Density gradient centrifugation can be further broken up into two categories, Rate-Zonal and Isopycnic. The gradient in isopycnic centrifugation is continuous while the gradient in rate-zonal goes in steps, or “zones.” A rate-zonal centrifugation begins with several solutions of varying densities or viscosities, particles of interest are adding to this. As centrifugation takes place, molecules are separated based on their size with smaller molecules remaining at the top, unable to penetrate the higher viscosity layers. For the continuous layer formed in isopycnic centrifugation, molecules can be separated by their density as they migrate to a place within the gradient that matches their density. 

Consideration of osmolality and typically used gradient medium

The process of creating a gradient may naturally bring your sample into drastic environments. Your sample may contain cellular components, organelles, or nucleic acid, or proteins, all of which can be altered by osmolality.  For example,  there is a body of research that suggests that DNA takes a different form based on the concentration of water surrounding it, which can cause different migration within a centrifugation protocol depending on how water can surround it. There are media that are typically used for the mentioned centrifugation methods. Organelles may be separated by colloidal silica or iodinated media. DNA and RNA can be separated by organic sals. 

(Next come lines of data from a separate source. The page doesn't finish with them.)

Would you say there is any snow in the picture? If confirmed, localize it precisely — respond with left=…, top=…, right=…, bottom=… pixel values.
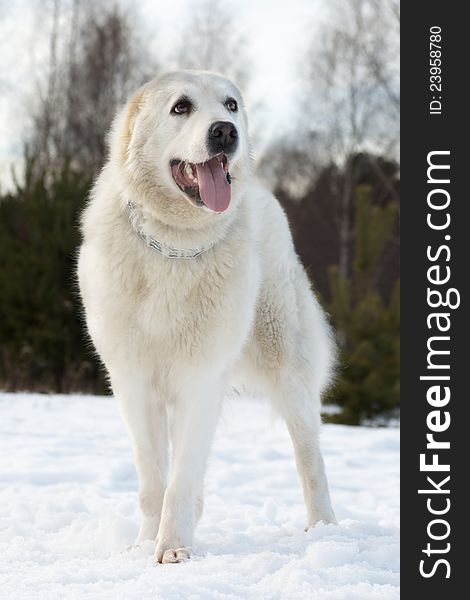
left=0, top=394, right=399, bottom=600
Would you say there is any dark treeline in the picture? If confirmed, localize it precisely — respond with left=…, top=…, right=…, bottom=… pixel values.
left=0, top=0, right=399, bottom=423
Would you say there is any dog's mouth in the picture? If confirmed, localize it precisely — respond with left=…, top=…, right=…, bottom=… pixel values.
left=170, top=153, right=232, bottom=213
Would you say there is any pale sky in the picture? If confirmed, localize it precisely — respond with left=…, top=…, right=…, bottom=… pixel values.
left=0, top=0, right=325, bottom=188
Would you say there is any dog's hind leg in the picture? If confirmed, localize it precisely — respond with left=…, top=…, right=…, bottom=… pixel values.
left=155, top=380, right=224, bottom=563
left=273, top=375, right=336, bottom=528
left=113, top=380, right=168, bottom=544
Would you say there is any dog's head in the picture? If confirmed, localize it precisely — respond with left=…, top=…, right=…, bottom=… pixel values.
left=111, top=71, right=251, bottom=226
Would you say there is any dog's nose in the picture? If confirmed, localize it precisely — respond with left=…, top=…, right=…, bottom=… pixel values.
left=209, top=121, right=238, bottom=154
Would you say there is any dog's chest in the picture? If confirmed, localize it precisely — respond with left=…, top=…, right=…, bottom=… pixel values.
left=129, top=250, right=256, bottom=356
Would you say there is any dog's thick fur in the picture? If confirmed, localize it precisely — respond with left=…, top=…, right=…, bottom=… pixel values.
left=78, top=71, right=335, bottom=562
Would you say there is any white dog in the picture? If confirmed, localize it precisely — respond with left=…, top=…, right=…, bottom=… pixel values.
left=78, top=71, right=335, bottom=562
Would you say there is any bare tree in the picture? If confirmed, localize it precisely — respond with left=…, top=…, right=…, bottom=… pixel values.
left=306, top=0, right=399, bottom=277
left=177, top=0, right=249, bottom=88
left=32, top=0, right=154, bottom=174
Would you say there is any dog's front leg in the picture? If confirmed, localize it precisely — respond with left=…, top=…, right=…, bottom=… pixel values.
left=112, top=374, right=168, bottom=544
left=155, top=380, right=224, bottom=563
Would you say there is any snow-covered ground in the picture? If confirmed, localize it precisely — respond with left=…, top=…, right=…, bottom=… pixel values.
left=0, top=394, right=399, bottom=600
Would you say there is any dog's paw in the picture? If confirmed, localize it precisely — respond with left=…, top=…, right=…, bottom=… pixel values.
left=305, top=515, right=338, bottom=531
left=155, top=547, right=191, bottom=564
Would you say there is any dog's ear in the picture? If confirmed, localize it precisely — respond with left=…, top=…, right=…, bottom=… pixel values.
left=122, top=89, right=145, bottom=155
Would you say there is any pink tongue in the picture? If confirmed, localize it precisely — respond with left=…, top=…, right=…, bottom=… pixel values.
left=196, top=158, right=230, bottom=212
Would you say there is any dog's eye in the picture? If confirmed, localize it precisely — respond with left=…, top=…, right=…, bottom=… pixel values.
left=171, top=99, right=192, bottom=115
left=225, top=98, right=238, bottom=112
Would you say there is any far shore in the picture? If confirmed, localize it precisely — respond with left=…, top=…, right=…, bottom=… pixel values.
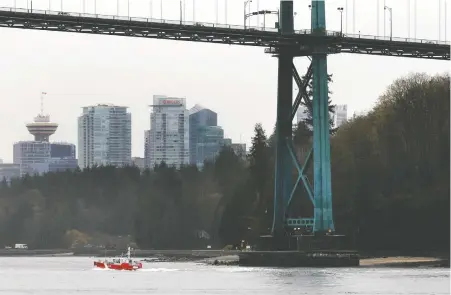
left=0, top=249, right=449, bottom=268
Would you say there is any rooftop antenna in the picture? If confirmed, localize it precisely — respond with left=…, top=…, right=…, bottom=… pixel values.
left=41, top=92, right=47, bottom=116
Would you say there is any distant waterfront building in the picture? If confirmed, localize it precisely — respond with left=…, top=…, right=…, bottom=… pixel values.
left=296, top=105, right=308, bottom=124
left=13, top=141, right=50, bottom=176
left=132, top=157, right=146, bottom=170
left=194, top=126, right=224, bottom=168
left=0, top=162, right=20, bottom=183
left=144, top=130, right=152, bottom=168
left=78, top=104, right=132, bottom=169
left=50, top=142, right=76, bottom=159
left=26, top=92, right=58, bottom=142
left=334, top=105, right=348, bottom=127
left=146, top=95, right=189, bottom=168
left=224, top=138, right=232, bottom=146
left=13, top=92, right=77, bottom=176
left=231, top=143, right=247, bottom=160
left=189, top=105, right=224, bottom=167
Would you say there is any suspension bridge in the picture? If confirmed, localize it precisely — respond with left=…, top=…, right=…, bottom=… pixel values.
left=0, top=0, right=450, bottom=256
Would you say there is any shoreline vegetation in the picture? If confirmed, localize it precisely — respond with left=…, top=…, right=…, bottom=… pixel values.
left=0, top=73, right=450, bottom=258
left=0, top=249, right=450, bottom=268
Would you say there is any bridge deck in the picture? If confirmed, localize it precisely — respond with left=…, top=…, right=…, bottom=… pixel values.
left=0, top=8, right=450, bottom=60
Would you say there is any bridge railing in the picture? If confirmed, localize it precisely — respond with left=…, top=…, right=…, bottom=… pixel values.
left=0, top=7, right=451, bottom=45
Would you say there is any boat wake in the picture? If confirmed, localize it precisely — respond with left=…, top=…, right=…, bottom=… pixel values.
left=92, top=267, right=179, bottom=272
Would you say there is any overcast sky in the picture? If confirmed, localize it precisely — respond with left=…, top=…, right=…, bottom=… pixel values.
left=0, top=0, right=450, bottom=161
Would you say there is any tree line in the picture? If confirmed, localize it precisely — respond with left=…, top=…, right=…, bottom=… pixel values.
left=0, top=74, right=450, bottom=251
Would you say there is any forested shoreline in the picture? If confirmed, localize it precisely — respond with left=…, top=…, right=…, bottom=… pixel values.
left=0, top=74, right=450, bottom=253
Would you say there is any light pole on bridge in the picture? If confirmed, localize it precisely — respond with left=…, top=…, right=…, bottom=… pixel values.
left=384, top=6, right=393, bottom=41
left=244, top=0, right=252, bottom=29
left=337, top=7, right=343, bottom=36
left=245, top=10, right=278, bottom=30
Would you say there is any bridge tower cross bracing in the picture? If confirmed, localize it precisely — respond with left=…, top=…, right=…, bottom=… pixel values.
left=272, top=0, right=335, bottom=238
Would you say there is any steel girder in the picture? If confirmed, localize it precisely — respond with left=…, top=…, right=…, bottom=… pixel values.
left=0, top=8, right=450, bottom=60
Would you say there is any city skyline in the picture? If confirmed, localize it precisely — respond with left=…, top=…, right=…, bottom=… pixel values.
left=0, top=0, right=449, bottom=162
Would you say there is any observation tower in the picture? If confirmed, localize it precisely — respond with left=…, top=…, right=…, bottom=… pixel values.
left=26, top=92, right=58, bottom=142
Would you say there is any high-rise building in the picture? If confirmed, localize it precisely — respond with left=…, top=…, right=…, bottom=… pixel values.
left=334, top=104, right=348, bottom=127
left=296, top=105, right=308, bottom=124
left=144, top=130, right=152, bottom=168
left=78, top=104, right=132, bottom=169
left=189, top=105, right=224, bottom=166
left=146, top=95, right=189, bottom=168
left=192, top=126, right=224, bottom=168
left=0, top=163, right=20, bottom=183
left=50, top=142, right=76, bottom=159
left=132, top=157, right=146, bottom=170
left=13, top=141, right=50, bottom=176
left=231, top=143, right=247, bottom=160
left=13, top=92, right=77, bottom=176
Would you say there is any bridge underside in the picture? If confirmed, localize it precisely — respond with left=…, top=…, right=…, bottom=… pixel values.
left=0, top=7, right=450, bottom=60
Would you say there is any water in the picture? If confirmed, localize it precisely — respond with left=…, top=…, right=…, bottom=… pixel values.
left=0, top=257, right=450, bottom=295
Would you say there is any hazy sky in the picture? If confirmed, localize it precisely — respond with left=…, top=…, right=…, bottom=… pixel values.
left=0, top=0, right=450, bottom=161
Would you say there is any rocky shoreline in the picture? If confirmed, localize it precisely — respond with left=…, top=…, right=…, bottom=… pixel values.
left=0, top=249, right=450, bottom=268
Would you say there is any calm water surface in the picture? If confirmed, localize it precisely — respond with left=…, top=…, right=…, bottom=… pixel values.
left=0, top=257, right=450, bottom=295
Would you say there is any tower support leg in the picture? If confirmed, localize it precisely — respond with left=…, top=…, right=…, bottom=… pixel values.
left=271, top=0, right=294, bottom=239
left=312, top=0, right=335, bottom=234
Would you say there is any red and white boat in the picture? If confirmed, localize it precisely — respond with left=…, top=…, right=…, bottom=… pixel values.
left=94, top=247, right=143, bottom=271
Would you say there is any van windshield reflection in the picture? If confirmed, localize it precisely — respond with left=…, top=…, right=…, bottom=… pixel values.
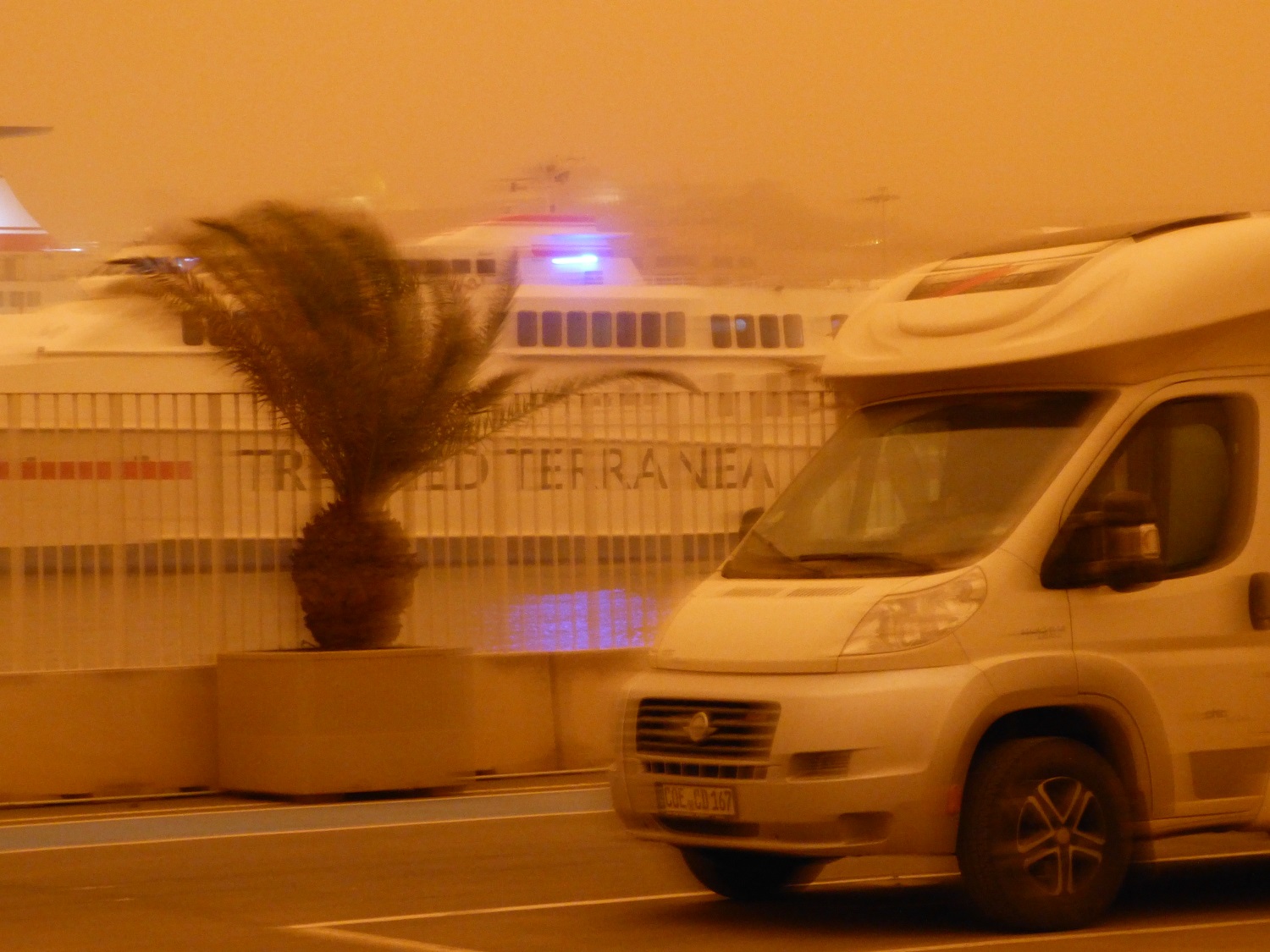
left=723, top=391, right=1102, bottom=579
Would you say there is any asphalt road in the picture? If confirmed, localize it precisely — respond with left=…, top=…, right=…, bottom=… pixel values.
left=0, top=784, right=1270, bottom=952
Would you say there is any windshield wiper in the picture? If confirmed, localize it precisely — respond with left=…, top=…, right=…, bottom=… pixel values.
left=797, top=551, right=934, bottom=571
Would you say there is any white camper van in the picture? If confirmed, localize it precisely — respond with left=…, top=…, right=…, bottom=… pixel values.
left=612, top=215, right=1270, bottom=929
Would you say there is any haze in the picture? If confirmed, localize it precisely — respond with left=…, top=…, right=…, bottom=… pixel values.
left=0, top=0, right=1270, bottom=257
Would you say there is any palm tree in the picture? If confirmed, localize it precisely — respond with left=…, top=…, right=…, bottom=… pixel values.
left=119, top=202, right=691, bottom=649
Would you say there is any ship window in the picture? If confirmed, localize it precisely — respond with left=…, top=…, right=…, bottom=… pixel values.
left=710, top=314, right=732, bottom=347
left=759, top=314, right=781, bottom=348
left=591, top=311, right=614, bottom=347
left=781, top=314, right=803, bottom=347
left=665, top=311, right=687, bottom=347
left=564, top=311, right=587, bottom=347
left=639, top=311, right=662, bottom=347
left=543, top=311, right=564, bottom=347
left=617, top=311, right=635, bottom=347
left=516, top=311, right=538, bottom=347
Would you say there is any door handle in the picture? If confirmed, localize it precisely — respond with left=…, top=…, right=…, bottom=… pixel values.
left=1249, top=573, right=1270, bottom=631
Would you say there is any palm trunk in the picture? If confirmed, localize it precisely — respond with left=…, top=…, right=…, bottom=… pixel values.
left=291, top=500, right=419, bottom=650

Determining the ideal medium for your density gradient

There are several factors that play a role in determining the best medium for your centrifugation method. First you want to make sure that the medium you choose will not interfere with your sample, for example, a medium that will not harm cellular components. You want it to be autoclavable, as with many solutions you use for your important samples. You need to consider the ionic nature and strength of the medium so that it does not stress the charge and stability of your sample. The medium must have the capacity to form the range of densities or viscocities you are interested in, or the gradient will be impossible. Ideally, the medium will also be low cost, but you rarely find all these factors perfectly as you want them so you must balance the factors most important  to your sample and consider its stability. 

Biomagnetic separation and centrifugation

Centrifugation and filtration are both important steps in bio separation protocols. Biomagnetic separation can speed up the process by quickly binding and isolating targets from a heterogeneous solution (positive selection) or by binding and washing out contaminants (negative selection). A combination of differential centrifugation and biomagnetic separation is used in many isolation protocols to achieve a highly enriched target population. Biomagnetic separation can often even eliminate the need for centrifugation steps, allowing for highly efficient separation.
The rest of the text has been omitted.